The Farningham Hobby Horse Project has hit a moment of technical hitch. Try as we might we haven’t come up with a cheap, successful method of standing the horses so we can exhibit them indoors. Many are very top heavy, some – like the mosaic one – dangerously so. I have a vision of them either standing in a contraption that allows us to move them about singly, or in a contraption that allows for say ten horses to be stood in a line and shown in lines. Nothing works. So frustrating.

Tomorrow the builders come to knock out an old loo in the room my PC is in. Now it is empty and about to be enlarged the room seems suddenly to have real possibilities as a work space.

So now I am trying it on for size in my head………..do I want to give up my big studio in a studio block? I never liked it there; no window but a big space, with a big electricity bill to go with it and freezing in winter. I never felt settled or safe there and it’s become a huge store room for all my installation components and past work I should find the courage to throw. Can I still justify the expense in the present straightened times?

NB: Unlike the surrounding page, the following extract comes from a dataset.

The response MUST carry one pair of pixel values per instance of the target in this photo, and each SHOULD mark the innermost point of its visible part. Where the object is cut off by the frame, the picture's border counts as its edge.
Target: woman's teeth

How many of my art books can I contemplate parting from? Could I get the plans chest in the new room and maybe get a small press on top of it? Maybe I could swop the big studio for a small one and try working from home for a while before giving up a studio space entirely.

All this has made me consider closely the path of my work in the last few years….does the present flurry of small drawings result in part from my reluctance to spend part of my week in the big studio? I am happy in this space but for the future? I was the one who always claimed I would use whatever media the work requested of me. I am beginning to think that I should go with what will work for me now and trust that the future will take care of itself………….

Escaped tonight to a funding lecture. A good evening but not enough time to chat to those I know or connect with those I don’t……I did bring home a handful of buisness cards so I suppose that’s the next job.

So many facets to this art malarkey.